In the Optionality part of the business, the organization should be highly focused on innovation, pioneering, and experimentation driven by small, decentralized, agile, cross-disciplinary teams consisting of product, sales, and marketing people. Here, the organization should be centered on the unmet needs of the customer base while keeping in mind what is likely to not change over the long term.


If the company is overly focused on Resilience, they are highly likely to be disrupted by new technology, or, even worse, a competitor attacking with an entirely new business model. If the company is overly focused on Optionality, they may not withstand a shock to the system and live to fight another day. Management should therefore focus on 1. determining the right balance of Resilience and Optionality based on the dynamics of their specific industry and product lifecycles, 2. optimizing the resilient part of the business, 3. empowering innovation and experimentation in the Optionality part of the business, 4. incentivizing long term thinking across the business, and 5. under-promising and over-delivering to customers, employees, and investors. This is Decentralized Decision Making.


Decentralization is essential to a company’s ability to adapt and evolve. Interestingly, decentralization is NOT a characteristic we find in most companies. Instead, the most typical structure we find is one of tight central control over day-to-day operations from a hands-on management team (in particular a hands-on CEO). Often times, the centralized/decentralized structure boils down to how the management team understands their role. To oversimplify, CEOs need to do two things well: manage the business operations efficiently and successfully deploy the cash generated by the business.


In my observation and experience working with teams the vast majority of CEOs focus on efficiently managing daily operations – decentralization tends to make them uncomfortable, so the focus is turned toward tighter central control. This action gives employees less authority.

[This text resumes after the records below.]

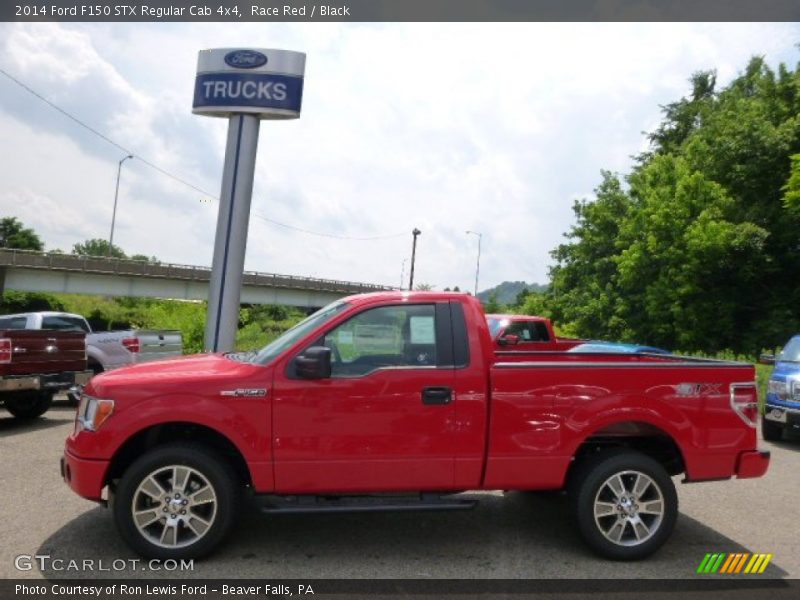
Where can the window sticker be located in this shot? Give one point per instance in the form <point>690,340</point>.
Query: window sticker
<point>422,330</point>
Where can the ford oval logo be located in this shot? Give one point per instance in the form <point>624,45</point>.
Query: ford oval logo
<point>245,59</point>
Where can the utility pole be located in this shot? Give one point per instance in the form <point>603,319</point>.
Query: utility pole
<point>415,233</point>
<point>114,214</point>
<point>478,265</point>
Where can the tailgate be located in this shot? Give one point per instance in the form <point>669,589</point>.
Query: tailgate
<point>45,351</point>
<point>155,345</point>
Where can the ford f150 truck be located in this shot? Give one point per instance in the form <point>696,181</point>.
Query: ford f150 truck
<point>106,350</point>
<point>394,401</point>
<point>526,333</point>
<point>36,364</point>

A typical response is to take less responsibility in return. This is obviously not the right way to lead and manage.


However, a few CEOs understand their primary responsibility to be capital allocators, while business operations are given over to business unit managers. This has the effect of decentralizing operational control while centralizing cash and thereby capital allocation. Decentralized control gives mid-level managers more authority over day-to-day decisions, which yields a feeling of greater responsibility and creativity, and allows the management team a right to ask for accountability: because only when accountability is married with authority can it legitimately be expected.


This fundamental understanding of a CEO, allocator versus operator, represents a key variable to understanding a great long term investment. A decentralized organization run by a small group of people at headquarters tends to be the fingerprint of a management team that understands their role to be capital allocators. In other words, a decentralized company can react quickly and effectively to changing business conditions, while the management team adheres to tight parameters around what types of businesses the company will be involved within the first place. This places decision making closer to customers and future products or services.


Management teams with the maturity to turn over daily operations to business unit leaders and let them run the business as their own are rare. Management teams skilled at capital allocation are rarer still. They intuitively grasp flat S-curves, non-zero-sum, and Resilience/Optionality. This is where interviewing management becomes so vital -- answering this most important question: Does the management take on a role as a capital allocator or an operator?


Finally, because complex adaptive systems are best explained by power laws and thwart our ability to predict, the best way to figure out how to experience large gains is to make as many mistakes as possible for the least possible cost per mistake. By definition, decentralization distributes mistakes while centralization focuses on them. However, we should expect some centralized, option-at-the-top type companies to thrive out of luck. Over short periods of time, luck and foresight are indistinguishable.